The Ahmedabad Bench of the Customs, Excise and Service Tax Appellate Tribunal (CESTAT), quashed the central excise duty on pan masala as the commencement or discontinuation of retail sale price made only once in particular month.
The Revenue submitted that the appellant, Sanjay Products did not file declaration showing balance stock lying in the factory for the discontinued retail sale price hence, it was not considered as permanently discontinuation of existing retail sale price. Being aggrieved by the order-in-original, the present appeal was filed by the appellant. The Revenue has also filed appeal for non-imposition of penalty under Section 11AC of the Central Excise Act, 1944.
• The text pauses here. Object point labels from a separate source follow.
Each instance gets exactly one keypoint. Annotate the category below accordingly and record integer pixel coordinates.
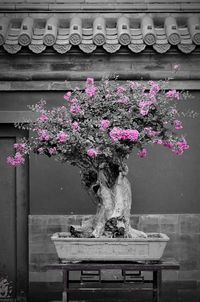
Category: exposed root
(113, 213)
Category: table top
(125, 265)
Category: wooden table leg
(65, 285)
(157, 282)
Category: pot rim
(58, 237)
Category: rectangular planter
(87, 249)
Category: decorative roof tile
(62, 34)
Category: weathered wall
(162, 183)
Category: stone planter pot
(85, 249)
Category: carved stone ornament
(174, 39)
(186, 48)
(111, 48)
(5, 288)
(124, 39)
(87, 48)
(12, 49)
(99, 39)
(75, 39)
(161, 48)
(24, 39)
(49, 39)
(136, 48)
(37, 48)
(62, 48)
(149, 39)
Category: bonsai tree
(96, 129)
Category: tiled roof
(62, 34)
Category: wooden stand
(132, 278)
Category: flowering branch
(104, 124)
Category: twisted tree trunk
(113, 213)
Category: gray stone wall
(184, 244)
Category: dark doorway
(14, 200)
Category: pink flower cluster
(104, 124)
(16, 160)
(177, 147)
(123, 100)
(62, 137)
(67, 96)
(43, 135)
(20, 147)
(75, 109)
(173, 94)
(75, 126)
(150, 132)
(117, 134)
(178, 125)
(53, 151)
(144, 107)
(143, 153)
(155, 88)
(120, 90)
(43, 118)
(91, 89)
(181, 146)
(92, 153)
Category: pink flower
(144, 107)
(43, 135)
(130, 134)
(120, 89)
(67, 95)
(53, 151)
(15, 161)
(158, 142)
(143, 153)
(123, 134)
(115, 134)
(168, 144)
(180, 147)
(75, 126)
(73, 101)
(155, 87)
(150, 132)
(173, 94)
(133, 85)
(62, 137)
(91, 91)
(74, 109)
(89, 81)
(123, 100)
(20, 147)
(104, 124)
(92, 152)
(178, 125)
(43, 118)
(40, 150)
(176, 67)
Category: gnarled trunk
(113, 212)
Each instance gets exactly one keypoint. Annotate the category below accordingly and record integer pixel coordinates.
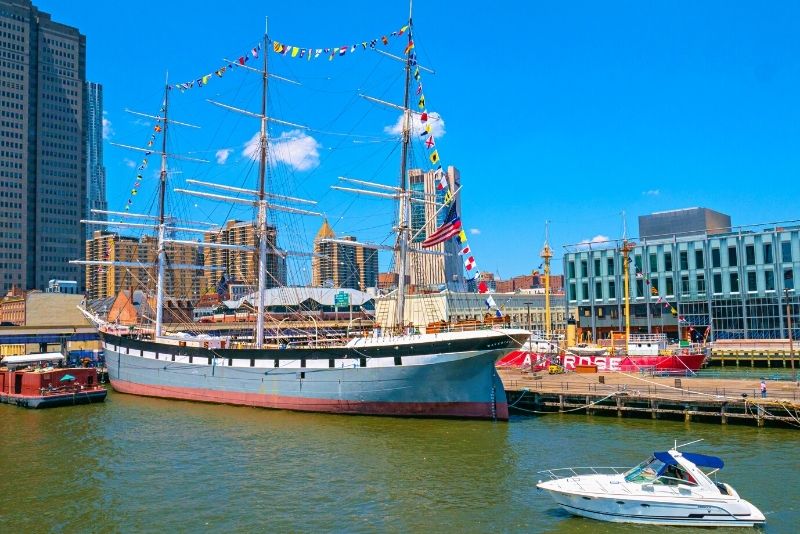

The Counsel for the appellant submitted that the appellant permanently discontinued manufacturing of goods of retail sale price of Rs. 1.00, the officers did not raise any issue and permit to manufacture notified goods of new introduced price of Rs. 1.50 hence, finding of the Revenue is that the appellant manufactured the notified goods of retail sale price of Rs. 1.00 in past prior to February 2011 and therefore, benefit of pro-rata duty to the extent of use of operating machines in a month is not permissible, is miscarriage of justice.
In the present case either commencement or discontinuation of a particular retail sale price was made only once in particular month i.e. in the month of January, 2012 or in April 2012. The Adjudicating Authority has wrongly interpreted the4th proviso to Rule 9 of Pan Masala Packing Machine Rulesto construe that ‘permanently’ discontinuation or commencement of retail sale price means once a new retail sale price is commenced or discontinued the same cannot be re-introduced or discontinued ever in future.
The Bench consisting of Ramesh Nair, Judicial Member and CL Mahar, Technical Member concluded that “We are of the clear view that since in the present case appellant have changed retail sale price either by commencement or discontinuation only once in the month of January, 2012 and April, 2012 it cannot be said that the appellant has not discontinued or commenced the new retail sale price permanently in the respective months.”